Here is what I learned:

If you aren’t clear in your own self-definition, others will define you — for their comfort.

When you root fully into who you are — unapologetically — the room reorganizes around that clarity.

The confusion lifts.

The tension dissolves.

A different kind of respect enters.


✧ When You Encounter Barriers — Pause and Reflect

There will be moments when you feel misjudged, underestimated, or as if you’ve hit an invisible wall.

That feeling is real.

But before you internalize it, pause and ask yourself — with honesty and compassion:

  • How much of this is my own insecurity?
  • How much is structural or cultural lag?
  • Can this be overcome — and how do I respond powerfully, not passively?
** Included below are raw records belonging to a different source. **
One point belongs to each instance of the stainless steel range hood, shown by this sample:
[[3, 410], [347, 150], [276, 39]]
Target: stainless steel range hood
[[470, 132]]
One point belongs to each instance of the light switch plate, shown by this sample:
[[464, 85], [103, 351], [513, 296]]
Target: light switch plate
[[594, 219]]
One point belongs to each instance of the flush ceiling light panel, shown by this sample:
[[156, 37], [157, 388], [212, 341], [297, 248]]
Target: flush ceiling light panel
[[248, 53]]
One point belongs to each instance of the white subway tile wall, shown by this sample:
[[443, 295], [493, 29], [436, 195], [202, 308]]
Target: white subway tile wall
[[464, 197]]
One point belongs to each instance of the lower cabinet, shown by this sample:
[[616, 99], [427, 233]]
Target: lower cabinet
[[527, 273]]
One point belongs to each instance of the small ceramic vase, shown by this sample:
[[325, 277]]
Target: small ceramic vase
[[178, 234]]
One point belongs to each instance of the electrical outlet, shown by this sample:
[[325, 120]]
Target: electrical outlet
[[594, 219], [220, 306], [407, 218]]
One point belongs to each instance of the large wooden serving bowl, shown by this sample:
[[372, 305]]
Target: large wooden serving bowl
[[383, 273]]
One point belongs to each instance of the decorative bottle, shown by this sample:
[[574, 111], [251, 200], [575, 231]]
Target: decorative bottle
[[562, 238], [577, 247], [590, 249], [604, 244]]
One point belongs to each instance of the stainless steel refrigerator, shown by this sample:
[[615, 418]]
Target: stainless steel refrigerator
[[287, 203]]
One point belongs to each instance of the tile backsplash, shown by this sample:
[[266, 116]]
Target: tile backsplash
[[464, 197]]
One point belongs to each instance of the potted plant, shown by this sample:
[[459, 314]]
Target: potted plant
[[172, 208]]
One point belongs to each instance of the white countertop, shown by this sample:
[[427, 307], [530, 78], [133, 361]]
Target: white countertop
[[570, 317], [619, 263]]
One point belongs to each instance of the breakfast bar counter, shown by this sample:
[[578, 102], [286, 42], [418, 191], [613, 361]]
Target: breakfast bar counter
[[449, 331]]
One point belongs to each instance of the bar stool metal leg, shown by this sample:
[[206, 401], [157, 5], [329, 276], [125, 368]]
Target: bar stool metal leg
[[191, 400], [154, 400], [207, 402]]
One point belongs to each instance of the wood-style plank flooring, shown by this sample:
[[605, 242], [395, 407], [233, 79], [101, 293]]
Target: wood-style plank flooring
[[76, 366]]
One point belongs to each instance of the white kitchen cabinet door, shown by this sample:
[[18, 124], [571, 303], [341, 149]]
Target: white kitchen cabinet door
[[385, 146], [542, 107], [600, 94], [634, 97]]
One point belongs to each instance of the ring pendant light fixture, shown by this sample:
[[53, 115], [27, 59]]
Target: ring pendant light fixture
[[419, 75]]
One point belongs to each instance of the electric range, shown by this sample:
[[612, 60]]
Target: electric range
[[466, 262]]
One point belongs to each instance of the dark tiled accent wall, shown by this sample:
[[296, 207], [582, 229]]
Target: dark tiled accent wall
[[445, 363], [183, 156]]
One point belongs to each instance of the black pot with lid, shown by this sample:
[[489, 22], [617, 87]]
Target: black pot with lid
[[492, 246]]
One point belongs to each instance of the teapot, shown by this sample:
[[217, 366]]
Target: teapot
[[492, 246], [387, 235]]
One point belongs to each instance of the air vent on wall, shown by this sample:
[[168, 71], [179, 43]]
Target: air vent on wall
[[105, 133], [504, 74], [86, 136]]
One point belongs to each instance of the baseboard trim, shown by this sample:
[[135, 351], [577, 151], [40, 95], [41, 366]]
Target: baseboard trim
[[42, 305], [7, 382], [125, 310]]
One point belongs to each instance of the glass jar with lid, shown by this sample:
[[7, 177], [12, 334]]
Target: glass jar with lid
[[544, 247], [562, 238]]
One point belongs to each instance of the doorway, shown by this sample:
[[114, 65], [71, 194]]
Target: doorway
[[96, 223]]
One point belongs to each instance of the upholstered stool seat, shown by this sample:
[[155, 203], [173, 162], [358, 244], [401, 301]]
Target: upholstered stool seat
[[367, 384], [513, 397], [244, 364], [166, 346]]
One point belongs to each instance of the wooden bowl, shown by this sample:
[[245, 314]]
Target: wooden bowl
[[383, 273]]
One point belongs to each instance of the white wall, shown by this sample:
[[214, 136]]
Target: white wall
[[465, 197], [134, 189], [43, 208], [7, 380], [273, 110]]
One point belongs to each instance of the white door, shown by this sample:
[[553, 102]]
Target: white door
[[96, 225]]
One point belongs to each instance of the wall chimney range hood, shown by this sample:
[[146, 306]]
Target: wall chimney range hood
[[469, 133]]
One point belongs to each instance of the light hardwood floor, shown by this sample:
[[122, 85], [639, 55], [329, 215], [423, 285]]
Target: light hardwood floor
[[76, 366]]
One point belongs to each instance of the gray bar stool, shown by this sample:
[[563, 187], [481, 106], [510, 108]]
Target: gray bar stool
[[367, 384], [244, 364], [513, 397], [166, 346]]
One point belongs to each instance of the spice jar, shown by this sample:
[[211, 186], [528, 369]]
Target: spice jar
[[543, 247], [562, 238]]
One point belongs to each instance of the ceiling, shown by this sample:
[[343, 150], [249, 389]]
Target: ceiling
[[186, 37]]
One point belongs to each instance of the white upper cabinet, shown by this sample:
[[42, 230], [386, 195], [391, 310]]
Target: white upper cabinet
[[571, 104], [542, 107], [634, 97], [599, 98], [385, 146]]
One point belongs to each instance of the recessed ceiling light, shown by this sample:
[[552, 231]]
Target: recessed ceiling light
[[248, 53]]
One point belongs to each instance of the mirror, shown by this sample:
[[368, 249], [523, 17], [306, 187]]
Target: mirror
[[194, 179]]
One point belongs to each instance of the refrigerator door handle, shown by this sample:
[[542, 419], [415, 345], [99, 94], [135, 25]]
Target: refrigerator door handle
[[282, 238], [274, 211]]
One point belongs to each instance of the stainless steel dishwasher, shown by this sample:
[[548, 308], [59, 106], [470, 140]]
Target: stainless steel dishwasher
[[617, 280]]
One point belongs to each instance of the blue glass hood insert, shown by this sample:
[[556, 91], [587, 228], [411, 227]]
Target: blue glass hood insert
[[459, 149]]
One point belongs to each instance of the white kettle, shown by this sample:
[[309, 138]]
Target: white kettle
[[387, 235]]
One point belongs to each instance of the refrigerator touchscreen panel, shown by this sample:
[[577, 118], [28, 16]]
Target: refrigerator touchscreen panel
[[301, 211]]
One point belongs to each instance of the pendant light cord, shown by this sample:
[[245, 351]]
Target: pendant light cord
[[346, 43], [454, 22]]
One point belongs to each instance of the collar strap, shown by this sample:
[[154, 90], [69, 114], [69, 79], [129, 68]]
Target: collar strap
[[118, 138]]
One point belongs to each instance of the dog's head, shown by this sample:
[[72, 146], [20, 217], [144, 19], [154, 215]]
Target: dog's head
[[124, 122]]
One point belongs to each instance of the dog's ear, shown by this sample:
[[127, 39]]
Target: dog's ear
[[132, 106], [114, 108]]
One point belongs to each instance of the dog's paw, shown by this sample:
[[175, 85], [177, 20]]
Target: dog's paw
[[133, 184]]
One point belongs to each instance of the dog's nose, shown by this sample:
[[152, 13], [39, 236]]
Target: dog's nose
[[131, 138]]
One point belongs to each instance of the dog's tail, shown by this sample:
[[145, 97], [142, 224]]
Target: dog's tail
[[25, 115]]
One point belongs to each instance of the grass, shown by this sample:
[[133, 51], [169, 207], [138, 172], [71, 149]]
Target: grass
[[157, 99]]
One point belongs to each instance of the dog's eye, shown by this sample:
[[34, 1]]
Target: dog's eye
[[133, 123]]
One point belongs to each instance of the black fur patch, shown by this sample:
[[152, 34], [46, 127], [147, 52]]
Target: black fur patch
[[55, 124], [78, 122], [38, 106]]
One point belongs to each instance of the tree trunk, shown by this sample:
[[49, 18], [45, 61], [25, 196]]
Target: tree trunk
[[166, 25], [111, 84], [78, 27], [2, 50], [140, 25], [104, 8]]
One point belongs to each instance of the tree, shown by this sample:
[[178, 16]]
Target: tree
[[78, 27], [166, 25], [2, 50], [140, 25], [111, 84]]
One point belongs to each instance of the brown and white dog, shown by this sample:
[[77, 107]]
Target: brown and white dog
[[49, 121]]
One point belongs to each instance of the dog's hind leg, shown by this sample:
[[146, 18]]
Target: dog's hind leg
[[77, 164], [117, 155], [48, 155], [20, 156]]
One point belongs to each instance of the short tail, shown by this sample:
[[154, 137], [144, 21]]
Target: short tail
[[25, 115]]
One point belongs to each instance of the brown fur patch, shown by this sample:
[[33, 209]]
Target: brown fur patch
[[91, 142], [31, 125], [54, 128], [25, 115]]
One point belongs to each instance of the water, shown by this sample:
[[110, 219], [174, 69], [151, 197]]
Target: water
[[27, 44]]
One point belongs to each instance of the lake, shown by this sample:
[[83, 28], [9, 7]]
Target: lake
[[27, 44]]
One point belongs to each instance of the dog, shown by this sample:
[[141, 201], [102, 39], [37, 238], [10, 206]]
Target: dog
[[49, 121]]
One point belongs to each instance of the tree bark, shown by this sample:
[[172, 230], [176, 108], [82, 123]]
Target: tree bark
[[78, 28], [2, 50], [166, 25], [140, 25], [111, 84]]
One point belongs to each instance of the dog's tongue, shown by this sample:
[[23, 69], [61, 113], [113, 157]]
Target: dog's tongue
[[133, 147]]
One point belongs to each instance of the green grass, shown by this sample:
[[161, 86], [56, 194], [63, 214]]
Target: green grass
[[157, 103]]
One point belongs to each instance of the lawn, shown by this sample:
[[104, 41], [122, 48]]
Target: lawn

I won’t pretend the world is neutral.

Historically, societies have created hierarchies — majority and minority, insider and outsider.

That instinct to classify, dominate, or exclude has shaped our institutions.

But human nature is evolving.

And slowly — systems are evolving too.

Finance is still conservative. But the pandemic cracked something open.

People went inward.

Now they are emerging with deeper questions about the world they want to build.

And yes — systems move slower than people.

But they do move. Because systems are built by individuals.

And individuals are waking up.


🧭 On Nuance, Power, and Walking Tall

In some rooms, you may be misread, overlooked, or boxed in.

Sometimes it’s cultural. Sometimes it’s communication. Sometimes it’s an echo of something deeper in the collective.

Before you react, pause and ask:

  • Is this actually about me?
  • Is this a room in transition?
  • What am I making this moment mean?
  • How do I want to respond — not react?
Not everything is personal. Not every closed door is prejudice.

But every challenging moment can sharpen you.

Let it sharpen you — not harden you.

Don’t carry bitterness.

Don’t shrink to be liked.

Don’t perform confidence you don’t feel.

Instead:

Stand tall. Stay kind. Stay sharp. Be clear.

The most effective protest is sustained excellence — rooted in authenticity, not anger.